A review of the literature identified a number of studies that had investigated the impact of local administration of agents, including medications, chemical compounds or platelet-rich plasma, on the relapse of orthodontic treatment.2,35,36 Of these, Mohammed et al. reported that magnesium oxide supplementation clinically decreased orthodontic relapse in a rabbit model.35 Sadikoglu et al. described the effect of HA on bone formation after rapid maxillary expansion and concluded that the local injection of high molecular weight HA stimulated bone formation and reduced the risk of relapse after maxillary expansion in rats.2 The present study design is constrained by an observation period of 21 days, as its objective was to examine the impact of HA on tooth movement velocity. To gain a more comprehensive understanding of the long-term effect of HA on relapse, further studies with an extended observation period are indicated. Considering that HMWHA accelerated OTM at a rate higher than LMWHA on day 21, it will be beneficial to assess and compare the OTM rate at a time period of more than 21 days. Further studies are therefore needed to assess whether time may be a factor in the differential response to HA of various MW.

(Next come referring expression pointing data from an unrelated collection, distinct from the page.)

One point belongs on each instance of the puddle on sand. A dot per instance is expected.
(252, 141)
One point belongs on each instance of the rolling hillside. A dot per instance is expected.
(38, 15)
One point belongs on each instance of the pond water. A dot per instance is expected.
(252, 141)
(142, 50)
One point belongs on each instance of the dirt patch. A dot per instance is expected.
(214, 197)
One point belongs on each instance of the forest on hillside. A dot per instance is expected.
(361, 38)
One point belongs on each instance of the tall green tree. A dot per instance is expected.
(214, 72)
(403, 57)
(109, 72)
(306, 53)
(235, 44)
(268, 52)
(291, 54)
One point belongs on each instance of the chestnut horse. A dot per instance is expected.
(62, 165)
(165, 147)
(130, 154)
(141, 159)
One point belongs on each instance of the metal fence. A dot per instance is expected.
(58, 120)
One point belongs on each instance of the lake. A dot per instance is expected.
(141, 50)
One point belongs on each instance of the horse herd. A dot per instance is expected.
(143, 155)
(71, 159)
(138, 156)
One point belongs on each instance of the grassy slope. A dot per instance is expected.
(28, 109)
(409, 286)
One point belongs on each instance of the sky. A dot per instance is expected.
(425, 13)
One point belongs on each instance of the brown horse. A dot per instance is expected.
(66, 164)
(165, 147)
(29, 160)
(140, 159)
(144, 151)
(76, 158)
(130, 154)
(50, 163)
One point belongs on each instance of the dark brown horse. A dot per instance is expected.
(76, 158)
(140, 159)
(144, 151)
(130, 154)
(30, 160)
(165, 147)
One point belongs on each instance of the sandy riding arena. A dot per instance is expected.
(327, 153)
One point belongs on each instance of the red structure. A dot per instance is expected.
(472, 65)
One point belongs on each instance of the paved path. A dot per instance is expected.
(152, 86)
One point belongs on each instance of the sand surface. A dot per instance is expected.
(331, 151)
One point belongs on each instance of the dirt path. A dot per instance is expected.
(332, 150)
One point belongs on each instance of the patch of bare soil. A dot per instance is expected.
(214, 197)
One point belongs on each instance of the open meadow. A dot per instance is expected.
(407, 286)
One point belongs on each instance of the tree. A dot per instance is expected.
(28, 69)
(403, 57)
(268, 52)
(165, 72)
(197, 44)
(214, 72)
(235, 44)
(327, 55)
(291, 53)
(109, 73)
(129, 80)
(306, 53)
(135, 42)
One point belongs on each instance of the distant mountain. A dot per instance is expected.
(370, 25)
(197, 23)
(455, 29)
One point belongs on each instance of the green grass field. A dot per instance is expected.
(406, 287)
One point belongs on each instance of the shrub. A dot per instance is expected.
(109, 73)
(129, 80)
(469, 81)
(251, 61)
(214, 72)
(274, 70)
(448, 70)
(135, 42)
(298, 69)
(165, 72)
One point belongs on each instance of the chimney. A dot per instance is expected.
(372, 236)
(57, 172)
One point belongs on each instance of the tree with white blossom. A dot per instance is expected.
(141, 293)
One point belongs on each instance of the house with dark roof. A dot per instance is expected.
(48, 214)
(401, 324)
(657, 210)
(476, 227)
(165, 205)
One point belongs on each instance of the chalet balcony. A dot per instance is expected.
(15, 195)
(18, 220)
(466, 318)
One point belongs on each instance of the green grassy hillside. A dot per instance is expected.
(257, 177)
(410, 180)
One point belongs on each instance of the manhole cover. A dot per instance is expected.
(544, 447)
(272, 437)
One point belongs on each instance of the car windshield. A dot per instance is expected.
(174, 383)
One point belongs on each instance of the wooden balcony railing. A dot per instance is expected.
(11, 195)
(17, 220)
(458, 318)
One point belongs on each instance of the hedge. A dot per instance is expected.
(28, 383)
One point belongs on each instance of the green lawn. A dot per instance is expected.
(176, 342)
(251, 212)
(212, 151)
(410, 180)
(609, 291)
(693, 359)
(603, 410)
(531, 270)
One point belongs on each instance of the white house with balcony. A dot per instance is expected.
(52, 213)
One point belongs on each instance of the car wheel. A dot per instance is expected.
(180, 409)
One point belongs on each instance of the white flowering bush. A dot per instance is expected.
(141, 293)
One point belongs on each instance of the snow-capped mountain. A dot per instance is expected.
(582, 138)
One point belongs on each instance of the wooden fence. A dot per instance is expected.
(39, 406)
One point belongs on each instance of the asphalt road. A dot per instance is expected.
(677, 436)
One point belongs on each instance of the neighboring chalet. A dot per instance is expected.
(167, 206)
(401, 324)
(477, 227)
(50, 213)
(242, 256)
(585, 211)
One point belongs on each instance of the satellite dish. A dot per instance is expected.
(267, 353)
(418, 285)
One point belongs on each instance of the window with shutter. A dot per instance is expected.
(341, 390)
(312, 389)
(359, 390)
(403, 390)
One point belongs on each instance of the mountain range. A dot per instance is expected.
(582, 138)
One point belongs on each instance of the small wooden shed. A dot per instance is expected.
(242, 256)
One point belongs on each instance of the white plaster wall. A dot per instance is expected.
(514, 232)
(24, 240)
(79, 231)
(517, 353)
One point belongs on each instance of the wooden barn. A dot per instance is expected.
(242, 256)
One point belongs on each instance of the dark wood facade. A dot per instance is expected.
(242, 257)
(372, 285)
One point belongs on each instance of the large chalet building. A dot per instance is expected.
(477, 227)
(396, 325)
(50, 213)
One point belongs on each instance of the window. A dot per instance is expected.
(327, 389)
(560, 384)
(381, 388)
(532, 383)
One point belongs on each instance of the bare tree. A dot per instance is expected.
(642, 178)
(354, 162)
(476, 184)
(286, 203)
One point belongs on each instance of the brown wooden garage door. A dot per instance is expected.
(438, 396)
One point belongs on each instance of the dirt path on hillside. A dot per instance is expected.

High (6000 kDa) and low (500 to 750 kDa.) molecular weight HA injections resulted in an increase in the rate of OTM throughout all the experimental days.
The amount of tooth movement in the experimental side of the HMWHA group was 1.4 times greater than the control side and 1.2 times greater than the experimental side of LMWHA group.
Both high and low molecular weight HA injections resulted in a decrease in interradicular bone density.
The RANKL/OPG pathway shows more osteoclastogenesis in groups injected with HA than with RANKL thereby increasing at a rate greater than OPG.
Hyaluronic acid can be considered as a viable stimulus for the acceleration of orthodontic tooth movement.